In plain old Java, if I implement a class with Serializable interface, Java takes care of serializing an instance of the class and vice versa. Why do we need to supply a separate Serializer and Deserializer class if we use Kafka? Why can't Kafka use the same mechanism as Java Runtime Engine for serializing and deserializing an instance if the class implements Serializable? Can you please explain this?
-
7because Java serialization is badMichael– Michael2019-08-11 19:17:08 +00:00Commented Aug 11, 2019 at 19:17
-
For refernce to @Michael's comment: Oracle plans to dump risky Java serializationTuring85– Turing852019-08-11 19:20:09 +00:00Commented Aug 11, 2019 at 19:20
-
Java serialisation is slow, bloatedand insecure. It lacks backwards and forwards compatibility features, and has minimal versioning support. It's implementation as reflection on named private methods is questionable at best. Why would anyone building a highly scalable high throughput messaging system use such a system??Boris the Spider– Boris the Spider2019-08-11 19:22:23 +00:00Commented Aug 11, 2019 at 19:22
-
5Keep in mind that Kakfa is not limited to java. It can be used with any other programming language, which will not understand java's serialization. However, you can use java's serialization for your Serializer and Deserializer if you want.Progman– Progman2019-08-11 19:22:56 +00:00Commented Aug 11, 2019 at 19:22
-
In addition to the above: I usually send JSON over Kafka, which is not supported by Java serialization.daniu– daniu2019-08-12 13:42:28 +00:00Commented Aug 12, 2019 at 13:42
1 Answer
To answer your questions, Kafka utilizes a separate Serializer and Deserializer class so that applications can choose which format of serialization to use. It is a pluggable method of adding flexibility.
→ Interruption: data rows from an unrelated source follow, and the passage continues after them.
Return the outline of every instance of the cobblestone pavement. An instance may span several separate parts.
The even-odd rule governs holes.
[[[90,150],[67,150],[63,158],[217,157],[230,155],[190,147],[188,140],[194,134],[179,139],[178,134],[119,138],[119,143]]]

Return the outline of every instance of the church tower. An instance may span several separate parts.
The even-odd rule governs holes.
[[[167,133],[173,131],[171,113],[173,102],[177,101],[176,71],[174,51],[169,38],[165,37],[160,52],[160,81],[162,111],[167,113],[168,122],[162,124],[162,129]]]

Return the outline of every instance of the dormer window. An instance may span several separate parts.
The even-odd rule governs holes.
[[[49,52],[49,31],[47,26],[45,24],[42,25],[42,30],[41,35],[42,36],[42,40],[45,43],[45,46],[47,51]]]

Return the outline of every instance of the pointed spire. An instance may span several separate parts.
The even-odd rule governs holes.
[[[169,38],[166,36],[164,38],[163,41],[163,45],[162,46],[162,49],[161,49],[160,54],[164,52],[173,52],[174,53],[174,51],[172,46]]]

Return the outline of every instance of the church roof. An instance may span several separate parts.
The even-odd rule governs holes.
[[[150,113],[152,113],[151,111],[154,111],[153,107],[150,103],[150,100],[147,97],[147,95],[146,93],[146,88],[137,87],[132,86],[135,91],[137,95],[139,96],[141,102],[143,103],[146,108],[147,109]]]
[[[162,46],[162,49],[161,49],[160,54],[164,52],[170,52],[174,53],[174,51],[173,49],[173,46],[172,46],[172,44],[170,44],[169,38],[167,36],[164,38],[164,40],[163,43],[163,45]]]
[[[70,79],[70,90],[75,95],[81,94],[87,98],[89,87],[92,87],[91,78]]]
Kafka does "come with" two default serializers, a byte and string deserializer, as you note neither of these utilizes Java serialization. As other comments have mentioned java serialization is often seen when the writer and reader applications are tightly coupled, use the same versions of java etc. it's issues become more apparent in environments where these assumptions can't be made. Environments like those Kafka is used in. There is also the matter of Kafka supporting other programming languages in its API's.
If this was a hard requirement you could use the default byte deserializer to read the messages from java as bytes, and post process these. The messages you'd write would be a byte string corresponding to your java serialized object. This basically uses Kafka as just a byte pass through.